Next / Previous / Contents / TCC Help System / NM Tech homepage

4.3. Elements with mixed content

In general, an element can have any mixture of text and other elements as children. You can specify exactly which elements can be children. If you like, you can even specify that the children must occur in a given order. You can also specify that the child elements are optional.

So, in the general form of the declaration <!ELEMENT gi (content)>, the content is an expression syntax—that is, it consists of operators and operands arranged in arbitrarily complex ways.

Let's start with some simple cases to show you the features of a content declaration, but keep in mind that these features can be used in combination.

The simplest case is when an element a has a single child element b:

    <!ELEMENT a (b)>

The above declaration in a DTD means that an element <a>...</a> must contain exactly one <b> element.

To specify that a child element can occur one or more times, append a plus sign (+) after the child element name. For example, to say that a <squid> element may contain one or more <tentacle> elements:

    <!ELEMENT squid (tentacle+)>

You can also specify that a child element can occur any number of times, or not at all. Append an asterisk (*), meaning “zero or more of the previous,” after the child element name:

    <!ELEMENT lizard (leg*)> <!-- some <lizard>s have no <leg>s -->

The question-mark suffix (?) means the child element is optional: it can occur zero or one time in the content of the element you're declaring. For example, suppose an <oven> element can either be empty or contain a <pie> element:

    <!ELEMENT oven (pie?)>

If you want a certain sequence of children, name the child elements in a comma-separated list. For example, suppose a <memo> element must contain exactly one <from> element, then one <to> element, one <subject>, and one <message> element:

    <!ELEMENT memo (from,to,subject,message)>

But you can use the +, *, and ? operators in this declaration. For example, suppose that you want to require that a <memo> must have <from> and <to> elements, but the <subject> element is optional, and it can have zero or more <message> elements. You'd then declare it like this:

    <!ELEMENT memo (from,to,subject?,message*)>

Sometimes you need to specify that there is a choice of children. The “or” operator (|) can be used to separate the choices. For example, suppose that a <trophy> element can have either a child named <bowling> or a child named <tennis>. Here's how you'd declare it:

    <!ELEMENT trophy (bowling|tennis)>

You can also apply the usual suffix operators to groups of elements. For example, suppose you have an element <timerecord> that starts with a required <purpose> element, followed by zero or more pairs of <start-time> and <end-time> records:

    <!ELEMENT timerecord (purpose,(start-time,end-time)*)>

Here's another more general example:

    <!ELEMENT stock ((pig|chicken|cow)*)>

The above example says a <stock> element can contain any number of the three child elements, in any order.

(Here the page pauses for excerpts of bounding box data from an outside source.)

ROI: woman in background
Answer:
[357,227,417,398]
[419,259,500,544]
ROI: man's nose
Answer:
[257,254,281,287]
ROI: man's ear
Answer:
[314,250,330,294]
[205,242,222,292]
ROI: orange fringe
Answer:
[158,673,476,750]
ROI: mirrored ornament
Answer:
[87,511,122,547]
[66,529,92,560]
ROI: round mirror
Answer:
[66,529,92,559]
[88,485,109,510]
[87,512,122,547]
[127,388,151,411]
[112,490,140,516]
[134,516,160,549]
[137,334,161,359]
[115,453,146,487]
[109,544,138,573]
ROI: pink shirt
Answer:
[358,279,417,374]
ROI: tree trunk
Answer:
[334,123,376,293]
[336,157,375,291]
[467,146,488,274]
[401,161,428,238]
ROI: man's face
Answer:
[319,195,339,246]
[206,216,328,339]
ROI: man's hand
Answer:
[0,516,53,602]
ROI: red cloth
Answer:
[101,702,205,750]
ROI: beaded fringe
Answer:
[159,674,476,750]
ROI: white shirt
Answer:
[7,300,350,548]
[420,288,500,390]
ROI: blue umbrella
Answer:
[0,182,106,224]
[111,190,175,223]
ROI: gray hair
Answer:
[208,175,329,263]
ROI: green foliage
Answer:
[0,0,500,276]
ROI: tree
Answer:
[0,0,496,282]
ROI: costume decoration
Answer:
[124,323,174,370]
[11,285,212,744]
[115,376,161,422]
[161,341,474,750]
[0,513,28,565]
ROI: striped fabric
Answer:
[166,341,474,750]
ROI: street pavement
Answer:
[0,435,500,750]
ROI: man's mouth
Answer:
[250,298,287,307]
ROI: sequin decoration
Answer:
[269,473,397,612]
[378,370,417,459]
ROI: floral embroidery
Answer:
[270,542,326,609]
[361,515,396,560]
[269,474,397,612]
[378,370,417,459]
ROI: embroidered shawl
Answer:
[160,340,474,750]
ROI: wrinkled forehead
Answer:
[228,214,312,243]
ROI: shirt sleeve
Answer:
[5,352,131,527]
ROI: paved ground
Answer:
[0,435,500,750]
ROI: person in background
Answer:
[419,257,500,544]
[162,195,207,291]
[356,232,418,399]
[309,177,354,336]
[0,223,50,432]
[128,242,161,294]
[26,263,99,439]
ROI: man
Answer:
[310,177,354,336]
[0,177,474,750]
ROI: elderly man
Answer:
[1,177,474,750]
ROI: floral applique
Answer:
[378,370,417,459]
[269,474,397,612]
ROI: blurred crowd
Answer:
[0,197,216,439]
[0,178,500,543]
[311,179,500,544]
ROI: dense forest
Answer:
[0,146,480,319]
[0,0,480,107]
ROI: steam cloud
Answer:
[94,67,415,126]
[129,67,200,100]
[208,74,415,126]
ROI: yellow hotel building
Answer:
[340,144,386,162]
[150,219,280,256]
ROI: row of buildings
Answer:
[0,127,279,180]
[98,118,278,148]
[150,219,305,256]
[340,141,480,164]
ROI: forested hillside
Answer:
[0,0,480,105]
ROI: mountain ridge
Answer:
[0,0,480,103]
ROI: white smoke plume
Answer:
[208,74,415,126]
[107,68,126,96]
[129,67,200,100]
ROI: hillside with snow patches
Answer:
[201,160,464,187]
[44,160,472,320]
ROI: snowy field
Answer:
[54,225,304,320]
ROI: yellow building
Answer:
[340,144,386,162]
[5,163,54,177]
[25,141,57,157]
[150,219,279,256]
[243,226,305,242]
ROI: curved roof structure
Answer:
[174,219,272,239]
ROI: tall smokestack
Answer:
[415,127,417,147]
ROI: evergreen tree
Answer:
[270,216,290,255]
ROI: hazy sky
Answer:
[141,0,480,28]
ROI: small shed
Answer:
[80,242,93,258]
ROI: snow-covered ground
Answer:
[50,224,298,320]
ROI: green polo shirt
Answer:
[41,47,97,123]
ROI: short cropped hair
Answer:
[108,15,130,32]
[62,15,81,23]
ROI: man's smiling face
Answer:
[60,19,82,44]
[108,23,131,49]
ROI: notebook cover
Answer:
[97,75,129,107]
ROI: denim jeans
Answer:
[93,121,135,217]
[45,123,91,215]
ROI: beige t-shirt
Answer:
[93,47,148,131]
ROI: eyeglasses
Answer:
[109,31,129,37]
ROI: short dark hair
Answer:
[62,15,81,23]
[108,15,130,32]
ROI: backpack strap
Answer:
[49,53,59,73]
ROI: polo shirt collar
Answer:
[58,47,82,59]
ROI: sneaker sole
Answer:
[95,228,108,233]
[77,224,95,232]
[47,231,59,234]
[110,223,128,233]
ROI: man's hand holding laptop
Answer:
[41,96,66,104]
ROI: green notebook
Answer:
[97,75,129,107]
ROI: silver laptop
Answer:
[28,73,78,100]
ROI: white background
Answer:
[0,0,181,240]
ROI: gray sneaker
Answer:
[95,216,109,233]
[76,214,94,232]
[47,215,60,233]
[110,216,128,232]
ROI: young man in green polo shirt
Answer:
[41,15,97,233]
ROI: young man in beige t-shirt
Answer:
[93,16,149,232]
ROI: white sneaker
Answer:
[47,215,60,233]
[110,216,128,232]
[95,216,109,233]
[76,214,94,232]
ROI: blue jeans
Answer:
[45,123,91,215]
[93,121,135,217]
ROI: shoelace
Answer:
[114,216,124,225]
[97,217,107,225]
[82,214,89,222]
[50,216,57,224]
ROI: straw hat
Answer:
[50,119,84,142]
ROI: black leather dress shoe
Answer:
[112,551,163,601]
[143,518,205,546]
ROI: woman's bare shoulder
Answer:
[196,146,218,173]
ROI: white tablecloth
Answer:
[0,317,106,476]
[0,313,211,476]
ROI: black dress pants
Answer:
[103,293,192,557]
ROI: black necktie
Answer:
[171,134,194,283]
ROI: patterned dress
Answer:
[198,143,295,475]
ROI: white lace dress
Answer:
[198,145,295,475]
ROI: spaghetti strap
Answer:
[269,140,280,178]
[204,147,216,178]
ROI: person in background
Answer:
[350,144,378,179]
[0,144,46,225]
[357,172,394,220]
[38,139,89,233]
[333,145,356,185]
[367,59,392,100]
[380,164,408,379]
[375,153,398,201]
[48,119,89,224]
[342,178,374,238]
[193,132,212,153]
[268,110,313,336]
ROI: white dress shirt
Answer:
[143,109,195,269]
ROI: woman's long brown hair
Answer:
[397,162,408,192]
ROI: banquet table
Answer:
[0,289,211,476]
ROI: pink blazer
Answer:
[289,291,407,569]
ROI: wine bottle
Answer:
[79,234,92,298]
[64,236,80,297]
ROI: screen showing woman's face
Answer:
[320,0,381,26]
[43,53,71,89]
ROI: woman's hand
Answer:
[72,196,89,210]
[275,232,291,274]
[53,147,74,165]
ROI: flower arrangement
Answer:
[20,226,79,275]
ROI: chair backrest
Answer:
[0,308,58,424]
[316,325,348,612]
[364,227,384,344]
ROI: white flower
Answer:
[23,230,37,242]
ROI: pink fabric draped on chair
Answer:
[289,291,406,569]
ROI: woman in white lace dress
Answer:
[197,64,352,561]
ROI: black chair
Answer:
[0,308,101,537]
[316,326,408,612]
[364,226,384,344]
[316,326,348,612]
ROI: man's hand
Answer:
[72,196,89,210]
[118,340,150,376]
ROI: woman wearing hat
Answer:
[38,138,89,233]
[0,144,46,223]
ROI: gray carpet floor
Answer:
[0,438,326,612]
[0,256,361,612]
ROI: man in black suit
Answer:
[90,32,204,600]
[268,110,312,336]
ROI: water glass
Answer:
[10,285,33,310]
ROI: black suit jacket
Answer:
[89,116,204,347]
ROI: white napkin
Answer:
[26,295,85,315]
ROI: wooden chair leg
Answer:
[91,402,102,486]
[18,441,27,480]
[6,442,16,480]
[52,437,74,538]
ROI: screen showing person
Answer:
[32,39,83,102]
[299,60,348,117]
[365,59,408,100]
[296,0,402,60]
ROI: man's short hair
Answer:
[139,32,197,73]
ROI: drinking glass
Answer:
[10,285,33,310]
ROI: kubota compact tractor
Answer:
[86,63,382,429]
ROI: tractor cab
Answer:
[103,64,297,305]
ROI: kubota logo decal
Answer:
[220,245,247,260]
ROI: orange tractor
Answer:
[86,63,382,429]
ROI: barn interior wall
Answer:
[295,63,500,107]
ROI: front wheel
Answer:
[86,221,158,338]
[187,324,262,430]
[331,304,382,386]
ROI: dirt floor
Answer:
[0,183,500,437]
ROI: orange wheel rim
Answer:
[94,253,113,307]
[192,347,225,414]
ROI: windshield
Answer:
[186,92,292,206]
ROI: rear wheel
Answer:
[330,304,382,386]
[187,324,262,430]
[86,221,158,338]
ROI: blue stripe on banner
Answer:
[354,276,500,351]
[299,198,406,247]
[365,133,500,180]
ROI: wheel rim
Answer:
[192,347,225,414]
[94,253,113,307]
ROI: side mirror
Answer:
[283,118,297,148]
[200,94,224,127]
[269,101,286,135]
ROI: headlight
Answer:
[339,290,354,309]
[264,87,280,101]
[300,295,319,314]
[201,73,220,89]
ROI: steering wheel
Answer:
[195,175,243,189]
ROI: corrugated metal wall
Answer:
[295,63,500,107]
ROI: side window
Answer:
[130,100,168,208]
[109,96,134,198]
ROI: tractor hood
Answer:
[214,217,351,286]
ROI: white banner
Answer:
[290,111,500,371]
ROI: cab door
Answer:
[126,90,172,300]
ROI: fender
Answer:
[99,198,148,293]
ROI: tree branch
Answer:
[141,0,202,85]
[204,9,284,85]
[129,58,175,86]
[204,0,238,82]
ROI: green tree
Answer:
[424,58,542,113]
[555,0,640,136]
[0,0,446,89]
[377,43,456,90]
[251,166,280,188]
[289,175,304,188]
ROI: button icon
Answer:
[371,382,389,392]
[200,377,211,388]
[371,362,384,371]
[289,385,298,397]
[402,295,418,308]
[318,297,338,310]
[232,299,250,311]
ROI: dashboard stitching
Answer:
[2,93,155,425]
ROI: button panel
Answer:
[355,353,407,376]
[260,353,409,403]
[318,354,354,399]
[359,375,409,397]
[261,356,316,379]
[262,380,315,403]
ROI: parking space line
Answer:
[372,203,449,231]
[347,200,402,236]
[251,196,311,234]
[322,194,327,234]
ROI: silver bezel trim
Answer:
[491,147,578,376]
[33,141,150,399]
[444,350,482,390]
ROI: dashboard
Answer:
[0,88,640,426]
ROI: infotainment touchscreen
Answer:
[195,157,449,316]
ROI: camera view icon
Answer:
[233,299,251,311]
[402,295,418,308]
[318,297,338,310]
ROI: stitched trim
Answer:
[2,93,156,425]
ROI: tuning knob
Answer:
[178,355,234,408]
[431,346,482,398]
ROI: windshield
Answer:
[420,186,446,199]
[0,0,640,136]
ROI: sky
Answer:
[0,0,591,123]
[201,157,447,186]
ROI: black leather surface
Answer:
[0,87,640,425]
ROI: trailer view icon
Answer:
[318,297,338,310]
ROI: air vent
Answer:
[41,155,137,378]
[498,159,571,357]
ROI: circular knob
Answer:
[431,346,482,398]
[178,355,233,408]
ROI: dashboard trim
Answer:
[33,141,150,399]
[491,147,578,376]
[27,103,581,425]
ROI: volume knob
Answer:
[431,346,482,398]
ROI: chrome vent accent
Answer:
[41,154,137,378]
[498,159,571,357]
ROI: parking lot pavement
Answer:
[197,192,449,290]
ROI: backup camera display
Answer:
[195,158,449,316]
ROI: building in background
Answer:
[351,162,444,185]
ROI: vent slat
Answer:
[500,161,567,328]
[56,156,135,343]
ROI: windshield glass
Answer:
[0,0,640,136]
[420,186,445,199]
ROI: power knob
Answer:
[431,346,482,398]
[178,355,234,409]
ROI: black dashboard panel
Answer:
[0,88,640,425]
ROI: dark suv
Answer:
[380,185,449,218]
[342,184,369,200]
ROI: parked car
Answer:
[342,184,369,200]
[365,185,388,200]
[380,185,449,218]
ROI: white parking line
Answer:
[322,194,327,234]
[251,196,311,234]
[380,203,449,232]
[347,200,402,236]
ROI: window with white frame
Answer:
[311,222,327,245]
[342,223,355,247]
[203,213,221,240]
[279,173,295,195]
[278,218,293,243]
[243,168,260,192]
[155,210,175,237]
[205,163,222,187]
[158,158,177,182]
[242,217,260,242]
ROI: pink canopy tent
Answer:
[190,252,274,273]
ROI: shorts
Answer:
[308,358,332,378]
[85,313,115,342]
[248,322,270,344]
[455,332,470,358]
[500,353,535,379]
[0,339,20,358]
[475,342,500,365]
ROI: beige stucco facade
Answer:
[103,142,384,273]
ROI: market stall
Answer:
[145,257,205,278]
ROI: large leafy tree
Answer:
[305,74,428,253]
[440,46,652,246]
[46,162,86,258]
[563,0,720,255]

Moreover, you can allow regular, untagged text to be mixed in with your specified child tags by placing #PCDATA at the start of a list of choices. For example, suppose a <speech> element can contain any mixture of regular text, and text tagged with the elements <loud> and <soft>:

    <!ELEMENT speech ((#PCDATA|loud|soft)*)>
    <!ELEMENT loud (#PCDATA)>
    <!ELEMENT soft (#PCDATA)>

So, the content part of the element declaration can be arbitrarily complex. There are some ways #PCDATA cannot be used, and there are other uncommon features you may need; refer to the XML standard or a good book on the subject.